The latest disturbing slippage in the meaning of patriotism, at (where else?) The Corner. Peter Robinson:
ME: Henry Luce famously called the twentieth century “the American century.” Will the twenty-first century represent a second American century?
TOM WOLFE: I believe we’re on the edge of about 800 more years of American centuries. The biggest problem is all the people who see a problem. It’s very fashionable to think that the end is near.
Eight hundred more years. At that moment, I confess, I could have leaned over and planted a big wet smacker right in the middle of Tom Wolfe’s forehead, white suit or no.
Tom Wolfe, journalist, author—and patriot.
What can one say? Wolfe is plainly right that apocalypticism is always in fashion, or at least has been since real anticipation of the Second Coming of Christ was replaced by the voluptuous German Romantic anticipation that civilization was just about to reach the nadir of decay and ruin -- after which would follow the glorious rebirth of Man.
But what to make of the unnerving way in which Robinson transforms that bit of snobbish, contrarian, aristocratic conservatism into occasion for the sloppiest of dog kisses? It's no coincidence, I think, that this precipitous drop of Robinson's pairs an attitude with an ideology. The idea that someone who thinks the United States is sure to rule the world for another 800 years is definitionally a patriot strikes me as even more absurd than linking patriotism to belief in the Thousand Year Reich. At least patriotism can plausibly be associated with the hopeful conviction that one's patria will exist indefinitely.

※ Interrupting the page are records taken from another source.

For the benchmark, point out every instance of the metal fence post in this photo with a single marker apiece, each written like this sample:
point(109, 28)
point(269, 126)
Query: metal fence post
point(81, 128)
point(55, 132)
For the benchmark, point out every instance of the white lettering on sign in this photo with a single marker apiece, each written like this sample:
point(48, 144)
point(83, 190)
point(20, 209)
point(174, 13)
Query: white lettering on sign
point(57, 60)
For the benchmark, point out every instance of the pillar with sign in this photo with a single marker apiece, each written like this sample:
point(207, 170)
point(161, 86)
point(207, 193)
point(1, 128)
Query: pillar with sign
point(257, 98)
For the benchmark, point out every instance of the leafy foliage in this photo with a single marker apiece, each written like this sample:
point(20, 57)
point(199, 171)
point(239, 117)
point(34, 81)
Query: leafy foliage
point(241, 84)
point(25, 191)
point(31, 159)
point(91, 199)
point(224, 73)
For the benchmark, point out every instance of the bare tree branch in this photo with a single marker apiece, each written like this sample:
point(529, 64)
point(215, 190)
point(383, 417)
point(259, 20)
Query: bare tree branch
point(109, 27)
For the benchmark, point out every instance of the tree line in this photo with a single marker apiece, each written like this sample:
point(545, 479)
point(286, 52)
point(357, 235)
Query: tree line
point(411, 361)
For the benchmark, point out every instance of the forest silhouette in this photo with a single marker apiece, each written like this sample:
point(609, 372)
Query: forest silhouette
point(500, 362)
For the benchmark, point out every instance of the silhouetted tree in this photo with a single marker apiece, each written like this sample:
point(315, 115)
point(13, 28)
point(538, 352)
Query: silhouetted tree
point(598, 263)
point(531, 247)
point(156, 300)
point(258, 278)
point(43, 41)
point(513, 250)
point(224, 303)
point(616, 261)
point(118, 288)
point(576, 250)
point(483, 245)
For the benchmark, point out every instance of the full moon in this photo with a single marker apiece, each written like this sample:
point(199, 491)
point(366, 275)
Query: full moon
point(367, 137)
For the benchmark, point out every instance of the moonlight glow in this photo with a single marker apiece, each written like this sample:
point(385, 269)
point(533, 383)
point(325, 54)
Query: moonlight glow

But that would require generation upon generation of good governance and proper statecraft, two qualities unlikely to appear among any people certain that the secret of sovereign durability is found in indefinitely protracting global hegemony.
At any rate, the real problem as I see it is that the same sort of people who mercilessly ridicule the left for seeking a 'holiday from history' actually fetishize an eschatology of their own -- the idea that permanent American world dominance is right around the corner, that if enough people say it, it will become true, because people who say it are patriots and patriots are infallible. This bargain-basement theory of the will to power -- this armchair Nietzscheanism -- not only makes a parody of actual 'master morality' but a farce of patriotism in the bargain. If the lone entrance exam for election into the People's Pantheon of Patriots asks of its would-be inductees nothing more than a nice, hearty chorus of "American Centuries Forever!" then our Pantheon of Patriots is sure to increasingly resemble that of North Korea.
Anyway, if massive race riots, gas rationing, runaway inflation, drug epidemics, divorce epidemics, Vietnam, the Great Society, and barely averted global thermonuclear war all add up to an American Century, I'd just as soon not the second, third, or eighth time around.